Domanda

I am installing Firefox (XPI) and Google Chrome (CRX) add-ons via an installer. I have setup the installer to create the following registry entries,

HKEY_LOCAL_MACHINE\Software\Google\Chrome\Extensions\extension's ID\ - "path", "version"

HKEY_LOCAL_MACHINE\Software\Mozilla\Firefox\Extensions\ - "extension's ID"

Once the browsers are opened after this, the extensions are detected and installed, I mean when the browsers see that these registry entries exists, it adds the extensions to its' lists.

This is OK. However, when the Firefox is opened it asks the user that there is a new extension and asks the user to enable it. At this point the user has to enable it. Asking part is OK but is there way to make it auto enabled on first install?

On Google Chrome it is installed and not enabled as Firefox. But unlike Firefox it never shows a message that there is a new extension. So is there a way to either notify the user (like Firefox) to enable it or auto enable it (although, it seems that after Google Chrome version 25 it will not enable the extension)? At least ask the user?

È stato utile?

Soluzione

I cannot really comment on Chrome, so I'll just quote them.

Extensions installed by third party programs using external extension deployment options will be disabled by default. When a third party program installs an extension, the Chrome menu will be badged, and users can click through the Chrome menu to see a dialog containing an option to enable the extension or to remove it from their computer. (Source: http://blog.chromium.org/2012/12/no-more-silent-extension-installs.html)

Not sure if the "badge" bits are still the case, though, considering this post is from 2012 and IIRC there are plans to outright disable all non-webstore installs at some point.

Regarding Firefox: No, there is no supported way of doing silent or auto-enabled add-on installs in Firefox.

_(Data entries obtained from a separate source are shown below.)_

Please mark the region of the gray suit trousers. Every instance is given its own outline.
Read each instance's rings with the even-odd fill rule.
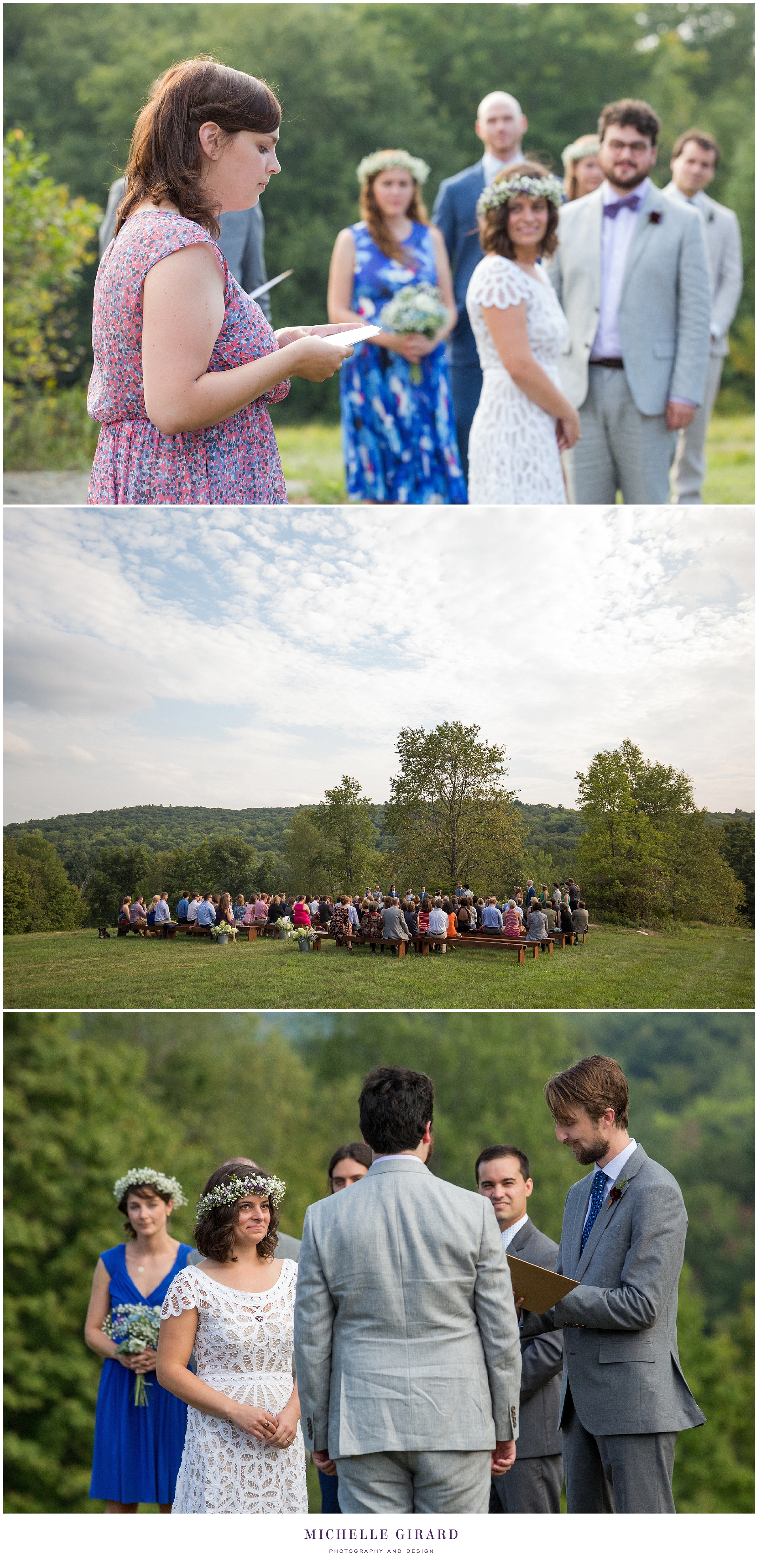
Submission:
[[[487,1513],[492,1454],[352,1454],[337,1460],[343,1513]]]
[[[562,1419],[568,1513],[677,1513],[672,1494],[677,1432],[595,1438],[570,1392]]]
[[[576,505],[669,503],[669,469],[677,431],[666,414],[641,414],[623,370],[589,367],[579,409],[581,441],[565,453],[568,499]]]
[[[705,437],[711,423],[713,405],[716,403],[724,359],[711,354],[705,373],[705,394],[695,417],[686,430],[680,430],[677,439],[677,456],[672,469],[673,500],[680,506],[702,505],[705,480]]]
[[[559,1454],[517,1460],[504,1475],[493,1475],[492,1485],[503,1513],[561,1513],[564,1461]]]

In fact, attempting to circumvent the opt-in dialog violates the Add-on Guidelines and can get your add-on blocklisted, even if your add-on was never listed on the official add-ons site.

Regarding @Noitidart's comment:

I also don't know how to do silent install but this guy says in a comment that addon sdk does it silenty, so check it out: https://ask.mozilla.org/question/301/open-firefox-profile-with-nsiprocess-and-access-it-via-privealaged-scope/?answer=311#post-id-311

Well, the cfx run command of the SDK overwrites some preferences in the Firefox profile (it usually creates) to have the add-on auto-enabled. This is OK for development stuff, but is not OK if you push your add-on to unsuspecting end-users and therefore is a blocklist-able offense.